PM "Desperate", Sturgeon Claims
David Cameron's election campaign has "descended into desperation", Nicola Sturgeon claimed, as she told voters they have "48 hours to get the Tories out".
The SNP leader criticised the Prime Minister as he warned the public they risked "five long years" of a minority Labour government reliant on "bribes" to smaller parties like the SNP if the Conservatives were not handed a clear mandate at the ballot box.
Warning of the potential "chaos" of such a set-up, Mr Cameron is telling voters: "Backroom deals. Bribes. Ransom notes. Chaos. Not just for the week after the election. But for five long years.
"It doesn't bear thinking of. Our defences weakened. Our ability to pay our way questioned. Our United Kingdom threatened."
But Ms Sturgeon said the SNP showed, following the 2007 Holyrood election, that minority government can work.
She said: "David Cameron's campaign has descended into desperation.
"The SNP has demonstrated that minority government can be stable, successful and effective.
"We were a minority government for four years and it was so successful that the voters chose to turn it into a majority government."
The Scottish First Minister made the comments during a visit to a nursery in Livingston, West Lothian.
Setting out her message, she said: "(There are) 48 hours to get the Tories out, to get an alternative to austerity and to make Scotland's voice heard."
She went on: "The fact of the matter is, if there's an anti-Tory majority on Friday morning, I want to see that anti-Tory majority come together to get the Tories out, but then make sure that it's replaced with something better.

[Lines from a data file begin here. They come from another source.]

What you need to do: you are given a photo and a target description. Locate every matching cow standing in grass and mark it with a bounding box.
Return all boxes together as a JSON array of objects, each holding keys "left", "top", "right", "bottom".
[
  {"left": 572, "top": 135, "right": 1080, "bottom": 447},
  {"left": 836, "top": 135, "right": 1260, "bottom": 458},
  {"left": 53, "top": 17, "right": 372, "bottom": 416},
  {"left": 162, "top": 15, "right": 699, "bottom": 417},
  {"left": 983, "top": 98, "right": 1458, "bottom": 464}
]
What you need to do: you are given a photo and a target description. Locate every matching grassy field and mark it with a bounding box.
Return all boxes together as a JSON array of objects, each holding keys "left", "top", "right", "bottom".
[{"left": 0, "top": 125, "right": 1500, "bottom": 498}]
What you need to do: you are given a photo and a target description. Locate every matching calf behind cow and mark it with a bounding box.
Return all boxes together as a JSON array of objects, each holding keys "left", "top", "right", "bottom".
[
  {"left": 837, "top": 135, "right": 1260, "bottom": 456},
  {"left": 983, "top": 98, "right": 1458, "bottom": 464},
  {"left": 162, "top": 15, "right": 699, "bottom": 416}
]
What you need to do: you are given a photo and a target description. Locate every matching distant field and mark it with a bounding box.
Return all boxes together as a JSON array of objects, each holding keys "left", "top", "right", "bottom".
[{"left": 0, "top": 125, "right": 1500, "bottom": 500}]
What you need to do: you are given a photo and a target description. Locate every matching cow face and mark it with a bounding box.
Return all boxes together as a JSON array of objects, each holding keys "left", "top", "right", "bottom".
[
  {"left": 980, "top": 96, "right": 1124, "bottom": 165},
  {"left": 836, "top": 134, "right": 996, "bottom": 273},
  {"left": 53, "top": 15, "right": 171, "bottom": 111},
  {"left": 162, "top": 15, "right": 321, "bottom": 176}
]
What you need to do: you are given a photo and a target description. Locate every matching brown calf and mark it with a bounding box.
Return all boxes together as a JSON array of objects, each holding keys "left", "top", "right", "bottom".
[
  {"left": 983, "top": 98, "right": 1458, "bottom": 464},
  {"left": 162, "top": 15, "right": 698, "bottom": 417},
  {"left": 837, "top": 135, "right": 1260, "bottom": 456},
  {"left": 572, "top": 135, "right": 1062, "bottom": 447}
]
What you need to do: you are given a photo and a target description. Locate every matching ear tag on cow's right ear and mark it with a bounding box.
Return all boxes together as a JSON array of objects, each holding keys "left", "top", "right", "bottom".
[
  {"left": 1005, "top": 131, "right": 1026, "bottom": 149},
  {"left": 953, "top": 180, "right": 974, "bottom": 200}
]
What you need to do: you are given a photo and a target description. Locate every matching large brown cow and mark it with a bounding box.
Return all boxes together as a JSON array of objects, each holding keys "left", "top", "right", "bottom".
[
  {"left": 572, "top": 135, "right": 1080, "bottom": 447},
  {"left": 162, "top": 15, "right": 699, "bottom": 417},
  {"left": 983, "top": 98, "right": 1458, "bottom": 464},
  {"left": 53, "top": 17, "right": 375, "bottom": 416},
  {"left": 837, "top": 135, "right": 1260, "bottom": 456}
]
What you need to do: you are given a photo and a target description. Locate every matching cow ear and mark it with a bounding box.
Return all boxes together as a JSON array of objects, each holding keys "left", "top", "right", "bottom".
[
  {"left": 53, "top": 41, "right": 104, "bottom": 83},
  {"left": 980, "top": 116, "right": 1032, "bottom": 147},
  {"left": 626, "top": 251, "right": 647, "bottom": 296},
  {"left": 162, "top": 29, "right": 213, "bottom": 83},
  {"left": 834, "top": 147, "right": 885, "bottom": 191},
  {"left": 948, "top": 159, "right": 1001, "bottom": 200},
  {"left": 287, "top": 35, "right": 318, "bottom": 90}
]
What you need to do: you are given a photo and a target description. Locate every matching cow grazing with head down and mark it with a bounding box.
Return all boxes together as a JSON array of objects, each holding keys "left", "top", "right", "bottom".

"The SNP will be a positive, constructive and progressive force in the House of Commons but will stand up very firmly for the things we believe really matter.''
In a speech in Dumfries last night, the First Minister dismissed suggestions that it must be the party which wins the most seats in the Commons that forms the government, insisting it must reflect the whole of the UK if it is to be considered legitimate.
Anything else would be undemocratic and insulting to Scots voters, Ms Sturgeon suggested today.
"My point is that a legitimate government is one that can command a majority in the House of Commons," she said.
"But a government that relies on support from parties from across the UK for its majority, I'm arguing, would surely be a more legitimate and more representative government.
"A legitimate government is one that can command a majority, but if Scotland chooses to vote SNP - and it's still an 'If', I take nothing for granted - then Scotland will be saying that it wants its voice to be heard loudly and clearly in Westminster.
"For Westminster politicians to somehow argue that that is illegitimate, I think, is undemocratic and I think it is insulting to voters in Scotland."
The SNP is ahead of Labour in the polls north of the border, with analysis of the results of one survey suggesting the party could be on course to take all 59 of Scotland's seats.
But in an interview, Ms Sturgeon played down the prediction.
"Politicians in elections usually try to talk up their chances," she said.
"The SNP is not going to win every seat in Scotland."
The First Minister said that even if such a result was delivered, it would not be a mandate for another independence referendum.
"If there was ever to be a mandate for another referendum, it would have to be obtained in a Scottish Parliament election," she said.
"In order for the SNP to put forward a proposal in our manifesto for the Scottish Parliament election, something clearly would have to change from the circumstances that prevailed in the referendum last September."